Armed with a bit of sample data and some imagination, I set out to unearth a whole new area of baseball analysis that may be an important part of the impending arms race of MLB teams competing to find the best new uses for their Hawkeye data.
For this project, I watched all 160 total whiffs from 5 different hitters in 2020 and did my best to label each swing as being Early, On Time, Late, or a Checked Swing. This data was collected to give us an idea of what kinds of questions we could answer with comprehensive swing timing data and NOT to actually answer any of those questions with certainty.
I selected five sample players who had different offensive profiles and watched each of their 2020 whiffs (as of August 13th), grouping them by their timing, early, on time, late, or checked. These hitters were:
DJ LeMahieu: High Production, Low Whiff (88th percentile xwOBA, 99th percentile Whiff Rate)
Eddie Rosario: Low Production, Low Whiff (22nd, 87th)

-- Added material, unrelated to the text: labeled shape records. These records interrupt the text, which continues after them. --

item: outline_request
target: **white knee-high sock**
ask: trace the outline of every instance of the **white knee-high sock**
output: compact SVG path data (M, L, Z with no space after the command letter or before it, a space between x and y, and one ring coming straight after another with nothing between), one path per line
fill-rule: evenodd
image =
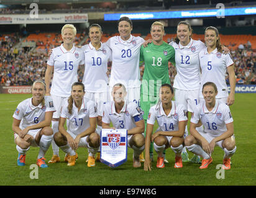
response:
M60 147L60 149L62 150L62 151L65 153L68 153L70 155L76 155L76 152L73 150L70 145L68 144L66 144L65 145Z
M53 135L58 132L58 121L52 121L52 129L53 131ZM58 156L59 148L53 139L52 141L52 147L53 155Z
M182 150L183 148L183 145L181 144L177 147L173 147L173 146L171 145L171 148L175 153L181 153Z
M138 148L135 145L132 145L132 149L134 150L134 157L135 158L139 158L140 157L140 153L143 152L145 148L145 146L143 145L140 148Z
M184 133L184 139L186 138L186 137L187 137L188 136L188 125L186 125L185 127L185 132ZM183 147L183 149L182 149L182 153L187 153L186 150L186 147Z
M21 148L19 146L16 145L16 149L18 151L19 153L25 155L26 152L29 150L30 147L29 147L27 148Z
M155 142L153 144L153 148L157 152L157 154L158 154L158 157L163 157L163 150L165 149L165 145L162 145L162 146L158 146L157 145Z
M96 133L99 134L99 137L101 137L101 129L103 129L103 127L101 126L97 125ZM101 147L99 147L99 149L98 150L98 152L99 153L101 152Z
M43 157L46 153L46 152L50 147L52 143L53 135L45 136L42 135L39 142L39 153L37 156L37 158L39 159L41 157Z
M99 147L97 148L93 148L91 147L89 145L89 144L87 145L88 148L88 152L89 152L89 156L91 157L94 157L96 153L97 153L98 150L99 150Z
M191 146L186 146L186 148L191 152L197 155L201 156L204 159L209 159L210 155L209 155L201 146L198 144L192 144Z
M224 158L229 158L230 157L231 157L234 153L235 152L235 150L237 150L237 147L235 147L235 148L233 150L228 150L227 148L224 148Z

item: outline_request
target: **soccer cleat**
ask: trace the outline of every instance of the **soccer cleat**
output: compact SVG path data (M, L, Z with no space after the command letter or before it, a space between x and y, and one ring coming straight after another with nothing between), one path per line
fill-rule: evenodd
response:
M181 157L182 157L182 161L183 162L190 161L190 159L188 158L188 153L187 152L182 153Z
M213 162L211 157L209 159L203 159L202 160L202 165L200 166L200 169L205 169L208 168L208 165Z
M182 168L183 166L182 165L182 157L175 157L175 163L174 164L174 168Z
M88 162L87 163L87 166L88 167L95 166L95 158L94 157L88 156Z
M72 166L76 164L76 155L68 155L68 166Z
M19 166L25 166L25 154L19 153L17 164Z
M200 158L196 155L194 155L194 156L190 160L190 162L194 163L201 163L200 161Z
M142 152L140 155L140 162L144 162L144 161L145 161L144 155L143 155L143 152Z
M159 168L165 168L165 163L163 163L164 157L157 157L157 167Z
M163 163L169 163L169 161L168 161L168 160L165 158L165 157L164 157L164 159L163 159Z
M231 169L231 158L225 158L223 159L223 165L222 169L224 170L229 170Z
M65 155L65 157L64 157L64 161L65 162L68 162L68 157L70 157L70 155L68 154L68 153L66 153L66 155ZM76 152L76 160L77 160L78 158L78 155Z
M48 163L54 163L60 161L60 157L56 155L53 155L52 158L48 161Z
M37 160L37 165L40 168L48 168L47 165L45 163L45 158L41 157Z
M101 160L101 152L97 152L96 161L100 161Z

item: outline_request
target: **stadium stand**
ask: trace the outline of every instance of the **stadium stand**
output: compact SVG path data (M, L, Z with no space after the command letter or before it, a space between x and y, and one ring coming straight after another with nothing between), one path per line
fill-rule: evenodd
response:
M163 2L164 2L163 1ZM107 12L118 11L162 11L163 9L195 9L212 7L213 5L206 4L205 1L198 1L197 4L189 5L181 3L181 1L175 1L171 7L168 6L158 1L153 2L149 1L145 6L141 1L134 1L132 4L125 2L117 3L95 3L95 4L62 4L62 7L58 7L59 4L52 4L49 5L42 4L39 10L40 14L55 13L89 13ZM229 2L227 4L231 6L254 5L254 2ZM16 5L9 7L0 8L0 14L14 14L29 13L29 4L26 6ZM169 5L170 6L170 5ZM255 20L256 22L256 20ZM116 24L105 24L104 21L90 21L90 24L98 22L106 28L103 30L104 33L102 37L102 41L106 42L110 37L118 35L113 30L116 30ZM152 21L150 22L151 23ZM140 23L138 27L138 23ZM147 25L149 22L142 23L142 22L134 22L134 26L132 33L134 36L140 36L145 40L151 38L149 33L149 27ZM107 25L105 25L107 24ZM36 26L38 25L38 26ZM30 85L32 82L37 79L44 78L44 73L46 69L47 60L47 52L48 49L52 49L61 44L61 36L59 32L52 28L46 32L40 32L38 27L40 25L33 26L33 31L30 31L29 25L25 28L25 33L2 33L4 30L1 28L0 35L0 82L1 85ZM60 26L60 24L58 24ZM147 27L147 28L144 28ZM34 31L35 29L38 29ZM205 27L195 27L195 32L193 35L194 40L200 40L204 41L204 28ZM194 27L193 27L194 28ZM254 25L247 24L240 29L234 27L230 28L222 28L220 31L223 34L220 34L221 42L227 46L231 50L231 55L235 63L235 72L237 75L237 84L256 84L256 33L244 35L243 31L247 30L247 32L254 31ZM43 28L42 28L43 29ZM42 29L40 29L42 31ZM176 35L174 27L167 28L167 33L164 36L166 42L172 41ZM58 29L59 30L59 29ZM170 30L171 31L170 31ZM254 30L255 32L255 30ZM85 32L88 29L78 30L75 45L83 45L89 43L89 39L86 37ZM233 35L232 35L232 33ZM236 33L236 34L234 34ZM31 42L34 45L31 45ZM22 45L23 43L23 45ZM34 47L32 47L34 46ZM28 48L27 48L28 47ZM109 69L111 69L109 66ZM142 76L144 66L140 67L140 74ZM169 65L169 75L171 82L174 79L175 67ZM79 71L79 79L81 80L83 71ZM227 75L228 81L228 76ZM228 82L227 82L228 83Z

Fernando Tatis, Jr.: High Production, Low Whiff (87th, 21st)
Mike Zunino: Low Production, High Whiff (0th, 6th)
Max Muncy: Average Production, Average Whiff (52nd, 52nd)
By choosing a diverse group of hitters, I was able to expand the types of questions I could ask from this kind of analysis! Without further adieu, here are the most interesting questions that I think could be answered with comprehensive swing timing data.
Hitting a baseball is hard. But why? In my view, hitting has 3 main components: timing, power, and barrel placement. You need all 3 to make hard contact. If your swing only has two of the main components, you can expect to whiff or get weak contact.
As you can see, I believe not all whiffs are created equally and that there are two main types of whiffs which I will name and describe here.
A Type 1 Whiff is a swing with power and good timing, but the bat is in the wrong place. The whiff is a result of the hitter’s miscalculation of where the pitch will be in the strike zone when it crosses the plate. Against Jakob Junis on August 7th, Rosario swung under a high Fastball. His swing was both powerful and on time, but was too far under the ball, resulting in a Type 1 Whiff. (Video)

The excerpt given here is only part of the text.